This is a (rather) expanded version of Yves' answer, because for the specific focus of the question one can understand the proof without getting into many other technicalities of the Borel--Tits paper (which has bigger fish to fry, related to fields of definition and much more). We will explain the proof of the following result (which is given over perfect fields rather than just algebraically closed fields so that we include finite fields):

${\bf Theorem}$ (Borel--Tits): In a connected linear algebraic group $G$ over a perfect field $k$, every subgroup $H \subset G(k)$ consisting of unipotent elements is contained in a "canonical" connected unipotent smooth closed $k$-subgroup (i.e., one whose formation is compatible with respect to $k$-isomorphisms in the pair $(G,H)$ and perfect extension on $k$).

This will use a beautiful construction in section 2 of the Borel--Tits paper. The following is an exposition of some arguments in that paper, with an eye towards the proof of the preceding Theorem (which thereby answers the question posed); by all means one should look at the original paper too (all I have done is provide some more explanation about various aspects of the argument).

Proof: Due to the canonicity claim applied in the setting of Galois descent relative to $\overline{k}$ over $k$, we may and do assume $k$ is algebraically closed (and the compatibility with respect to any further perfect extension of the ground field will be clear from the construction). Since the Zariski closure of $H$ is (smooth and) unipotent (but perhaps disconnected), we can replace $H$ with its Zariski closure and instead work with unipotent smooth closed subgroups $U$ in $G$ (e.g., finite constant ones when in positive characteristic). We induct on the dimension of $G$ (dimension 0 being trivial). We can also replace $U$ with $U \cdot R_u(G)$ so that $U$ contains $R_u(G)$, and if $R_u(G) \ne 1$ then we can pass to $G/R_u(G)$ to drop the dimension and conclude, so we can assume that $G$ is reductive. We can assume $U \ne 1$, so by nilpotence of unipotent algebraic groups there is a nontrivial central element $u$ in $U(k)$.

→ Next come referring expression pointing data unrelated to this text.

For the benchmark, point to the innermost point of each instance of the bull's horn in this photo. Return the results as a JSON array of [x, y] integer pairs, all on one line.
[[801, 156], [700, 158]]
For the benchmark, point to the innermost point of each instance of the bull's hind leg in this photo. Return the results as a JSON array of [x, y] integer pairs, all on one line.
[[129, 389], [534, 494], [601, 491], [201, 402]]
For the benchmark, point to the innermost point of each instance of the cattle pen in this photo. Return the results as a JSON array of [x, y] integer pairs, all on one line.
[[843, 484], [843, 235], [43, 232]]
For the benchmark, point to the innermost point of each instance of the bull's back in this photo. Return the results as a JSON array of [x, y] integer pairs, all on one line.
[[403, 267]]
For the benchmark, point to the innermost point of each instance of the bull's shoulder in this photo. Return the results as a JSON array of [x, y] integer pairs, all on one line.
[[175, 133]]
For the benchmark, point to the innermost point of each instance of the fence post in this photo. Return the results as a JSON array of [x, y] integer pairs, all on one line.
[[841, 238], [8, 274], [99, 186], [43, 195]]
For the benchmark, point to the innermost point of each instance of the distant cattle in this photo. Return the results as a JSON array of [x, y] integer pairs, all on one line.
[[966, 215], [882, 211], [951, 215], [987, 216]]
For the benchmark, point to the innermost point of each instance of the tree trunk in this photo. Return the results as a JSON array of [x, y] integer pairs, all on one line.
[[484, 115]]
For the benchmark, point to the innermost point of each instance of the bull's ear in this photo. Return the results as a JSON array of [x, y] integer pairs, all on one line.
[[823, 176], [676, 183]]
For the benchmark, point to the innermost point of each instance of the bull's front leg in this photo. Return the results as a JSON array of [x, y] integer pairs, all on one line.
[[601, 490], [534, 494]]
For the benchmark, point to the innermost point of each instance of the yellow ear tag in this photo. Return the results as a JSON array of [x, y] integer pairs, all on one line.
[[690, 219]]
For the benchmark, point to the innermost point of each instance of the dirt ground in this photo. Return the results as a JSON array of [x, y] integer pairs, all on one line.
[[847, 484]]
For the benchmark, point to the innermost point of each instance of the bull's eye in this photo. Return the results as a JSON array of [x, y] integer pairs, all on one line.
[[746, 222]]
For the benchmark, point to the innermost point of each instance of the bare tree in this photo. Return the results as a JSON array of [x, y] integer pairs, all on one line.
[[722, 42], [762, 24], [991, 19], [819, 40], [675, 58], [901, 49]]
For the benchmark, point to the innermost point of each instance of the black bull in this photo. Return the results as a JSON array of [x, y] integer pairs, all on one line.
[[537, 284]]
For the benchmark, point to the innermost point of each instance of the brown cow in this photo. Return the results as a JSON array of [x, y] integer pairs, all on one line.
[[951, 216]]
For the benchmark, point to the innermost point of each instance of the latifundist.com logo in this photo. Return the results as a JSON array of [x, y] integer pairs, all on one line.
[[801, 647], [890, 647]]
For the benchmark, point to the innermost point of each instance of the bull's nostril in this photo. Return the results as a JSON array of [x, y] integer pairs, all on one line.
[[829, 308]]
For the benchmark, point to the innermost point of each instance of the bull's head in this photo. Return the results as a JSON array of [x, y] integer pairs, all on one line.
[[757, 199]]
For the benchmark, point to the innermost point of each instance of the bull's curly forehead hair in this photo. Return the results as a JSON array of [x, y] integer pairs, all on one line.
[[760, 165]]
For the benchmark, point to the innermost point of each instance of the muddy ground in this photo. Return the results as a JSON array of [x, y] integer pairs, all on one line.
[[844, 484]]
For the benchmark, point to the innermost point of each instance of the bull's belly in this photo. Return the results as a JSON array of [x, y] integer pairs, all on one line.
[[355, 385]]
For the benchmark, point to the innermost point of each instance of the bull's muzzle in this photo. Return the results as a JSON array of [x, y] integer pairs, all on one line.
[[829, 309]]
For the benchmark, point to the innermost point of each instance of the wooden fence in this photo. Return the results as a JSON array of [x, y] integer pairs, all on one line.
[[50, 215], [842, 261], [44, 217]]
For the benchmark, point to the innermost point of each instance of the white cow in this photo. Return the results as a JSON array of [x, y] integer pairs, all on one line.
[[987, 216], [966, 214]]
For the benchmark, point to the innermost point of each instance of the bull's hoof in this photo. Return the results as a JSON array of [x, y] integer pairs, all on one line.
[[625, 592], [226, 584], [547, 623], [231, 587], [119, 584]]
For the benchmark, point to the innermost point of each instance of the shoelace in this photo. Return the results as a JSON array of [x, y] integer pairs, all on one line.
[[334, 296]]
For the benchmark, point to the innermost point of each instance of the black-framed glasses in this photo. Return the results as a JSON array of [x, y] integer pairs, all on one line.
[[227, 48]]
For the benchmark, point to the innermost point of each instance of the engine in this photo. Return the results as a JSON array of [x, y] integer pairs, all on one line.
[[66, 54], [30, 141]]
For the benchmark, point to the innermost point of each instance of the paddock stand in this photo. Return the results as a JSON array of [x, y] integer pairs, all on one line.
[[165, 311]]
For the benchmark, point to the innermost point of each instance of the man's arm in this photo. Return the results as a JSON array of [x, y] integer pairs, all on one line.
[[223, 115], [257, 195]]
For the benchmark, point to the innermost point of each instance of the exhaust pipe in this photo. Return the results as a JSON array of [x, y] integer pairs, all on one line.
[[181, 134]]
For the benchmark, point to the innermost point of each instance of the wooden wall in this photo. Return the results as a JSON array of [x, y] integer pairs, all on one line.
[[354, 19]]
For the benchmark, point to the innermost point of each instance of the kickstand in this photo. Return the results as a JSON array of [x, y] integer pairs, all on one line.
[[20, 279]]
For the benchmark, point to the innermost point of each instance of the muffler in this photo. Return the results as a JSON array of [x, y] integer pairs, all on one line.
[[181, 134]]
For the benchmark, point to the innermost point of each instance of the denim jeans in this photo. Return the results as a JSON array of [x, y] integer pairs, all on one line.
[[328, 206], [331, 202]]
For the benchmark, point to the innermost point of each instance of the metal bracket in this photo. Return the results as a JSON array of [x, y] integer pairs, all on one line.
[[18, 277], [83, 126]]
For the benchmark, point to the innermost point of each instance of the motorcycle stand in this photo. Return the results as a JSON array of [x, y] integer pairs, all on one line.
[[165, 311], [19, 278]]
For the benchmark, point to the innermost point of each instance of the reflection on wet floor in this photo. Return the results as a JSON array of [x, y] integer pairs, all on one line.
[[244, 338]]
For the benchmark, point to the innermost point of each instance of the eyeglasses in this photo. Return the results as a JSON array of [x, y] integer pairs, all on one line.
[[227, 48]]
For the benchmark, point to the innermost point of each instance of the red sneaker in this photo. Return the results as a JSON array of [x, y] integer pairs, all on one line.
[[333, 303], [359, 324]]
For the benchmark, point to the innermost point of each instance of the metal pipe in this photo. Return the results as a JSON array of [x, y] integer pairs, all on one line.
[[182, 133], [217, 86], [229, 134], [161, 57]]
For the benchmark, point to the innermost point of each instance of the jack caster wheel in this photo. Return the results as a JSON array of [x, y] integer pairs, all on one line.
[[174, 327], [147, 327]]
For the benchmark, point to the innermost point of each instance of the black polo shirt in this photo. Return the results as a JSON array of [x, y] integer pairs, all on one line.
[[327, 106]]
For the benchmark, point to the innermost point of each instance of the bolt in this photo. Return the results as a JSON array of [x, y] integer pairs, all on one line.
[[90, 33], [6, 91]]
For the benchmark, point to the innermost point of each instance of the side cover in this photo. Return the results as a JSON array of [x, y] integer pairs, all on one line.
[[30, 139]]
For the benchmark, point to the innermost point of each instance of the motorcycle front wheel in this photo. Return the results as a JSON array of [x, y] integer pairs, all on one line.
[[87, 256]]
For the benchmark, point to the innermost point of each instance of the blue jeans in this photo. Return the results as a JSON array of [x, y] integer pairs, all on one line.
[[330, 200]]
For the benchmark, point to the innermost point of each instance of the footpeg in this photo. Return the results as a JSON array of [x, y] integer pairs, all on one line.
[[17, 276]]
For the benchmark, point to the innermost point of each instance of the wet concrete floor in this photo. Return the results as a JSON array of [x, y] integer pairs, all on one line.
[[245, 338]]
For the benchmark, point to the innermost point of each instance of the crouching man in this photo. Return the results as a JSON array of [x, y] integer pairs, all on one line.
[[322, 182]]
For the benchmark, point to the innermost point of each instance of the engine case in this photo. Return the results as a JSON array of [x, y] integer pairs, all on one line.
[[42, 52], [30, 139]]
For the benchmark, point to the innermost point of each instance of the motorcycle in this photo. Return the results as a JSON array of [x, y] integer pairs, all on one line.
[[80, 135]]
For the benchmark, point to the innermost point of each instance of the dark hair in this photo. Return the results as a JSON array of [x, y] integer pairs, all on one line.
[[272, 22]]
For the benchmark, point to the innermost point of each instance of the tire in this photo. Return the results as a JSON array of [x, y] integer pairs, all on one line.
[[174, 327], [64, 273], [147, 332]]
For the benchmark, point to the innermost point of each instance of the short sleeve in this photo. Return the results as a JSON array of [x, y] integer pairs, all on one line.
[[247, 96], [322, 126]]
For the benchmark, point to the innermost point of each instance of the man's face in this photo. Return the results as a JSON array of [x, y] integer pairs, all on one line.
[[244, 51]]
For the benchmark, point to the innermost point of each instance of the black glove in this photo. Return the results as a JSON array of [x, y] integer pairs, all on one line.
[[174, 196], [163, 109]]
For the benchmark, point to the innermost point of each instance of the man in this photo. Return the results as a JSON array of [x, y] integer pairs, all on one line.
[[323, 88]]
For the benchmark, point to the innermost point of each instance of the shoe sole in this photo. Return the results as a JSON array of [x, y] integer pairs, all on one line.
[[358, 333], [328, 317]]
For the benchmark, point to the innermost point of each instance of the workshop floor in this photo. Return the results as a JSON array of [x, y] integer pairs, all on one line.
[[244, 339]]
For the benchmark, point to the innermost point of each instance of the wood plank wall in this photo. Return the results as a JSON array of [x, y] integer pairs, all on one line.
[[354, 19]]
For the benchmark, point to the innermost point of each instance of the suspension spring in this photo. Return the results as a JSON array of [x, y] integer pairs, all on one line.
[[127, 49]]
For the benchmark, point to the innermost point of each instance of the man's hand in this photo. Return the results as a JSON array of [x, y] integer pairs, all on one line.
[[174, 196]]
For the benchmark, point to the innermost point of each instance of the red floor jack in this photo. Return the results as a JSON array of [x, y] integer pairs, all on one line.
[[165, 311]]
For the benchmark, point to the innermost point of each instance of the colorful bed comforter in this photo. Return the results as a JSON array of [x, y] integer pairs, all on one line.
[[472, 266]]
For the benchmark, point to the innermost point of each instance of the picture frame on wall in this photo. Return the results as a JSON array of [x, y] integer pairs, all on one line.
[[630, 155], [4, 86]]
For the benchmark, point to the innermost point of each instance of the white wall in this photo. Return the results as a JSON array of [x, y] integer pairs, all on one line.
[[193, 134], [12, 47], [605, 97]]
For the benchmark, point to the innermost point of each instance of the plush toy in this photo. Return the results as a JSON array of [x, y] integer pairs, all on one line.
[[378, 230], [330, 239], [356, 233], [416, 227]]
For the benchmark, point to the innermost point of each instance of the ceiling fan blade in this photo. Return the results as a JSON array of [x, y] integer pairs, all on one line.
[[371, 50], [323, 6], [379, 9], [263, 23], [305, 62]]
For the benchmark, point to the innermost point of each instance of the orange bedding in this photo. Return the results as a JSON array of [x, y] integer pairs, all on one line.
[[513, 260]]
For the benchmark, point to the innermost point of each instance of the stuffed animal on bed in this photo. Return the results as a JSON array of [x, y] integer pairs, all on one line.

We will show that $u$ lies in the unipotent radical of a parabolic subgroup $P$ that is "canonical" in terms of $u$ (i.e., one stable under all automorphisms of $G$ that preserve $u$, or even just preserve the cyclic subgroup generated by $u$). Once this is proved, such a $P$ is stable under $U$-conjugation on $G$ (as that leaves the central $u$ in $U(k)$ invariant), so by the self-normalizing property of parabolic subgroups it would follow that $U \subset P$. But $P \ne G$ (since $R_u(P)$ contains $u \ne 1$ whereas we arranged that $G$ is reductive), so we can use dimension induction to conclude that $U$ lies in a connected unipotent subgroup of $P$, but without canonicity in $(G,U)$. However, we gain the property that $U$ is "embeddable" (in the terminology of Borel--Tits), meaning that it does occur inside some connected unipotent subgroup (equivalently, in the unipotent radical of a Borel subgroup).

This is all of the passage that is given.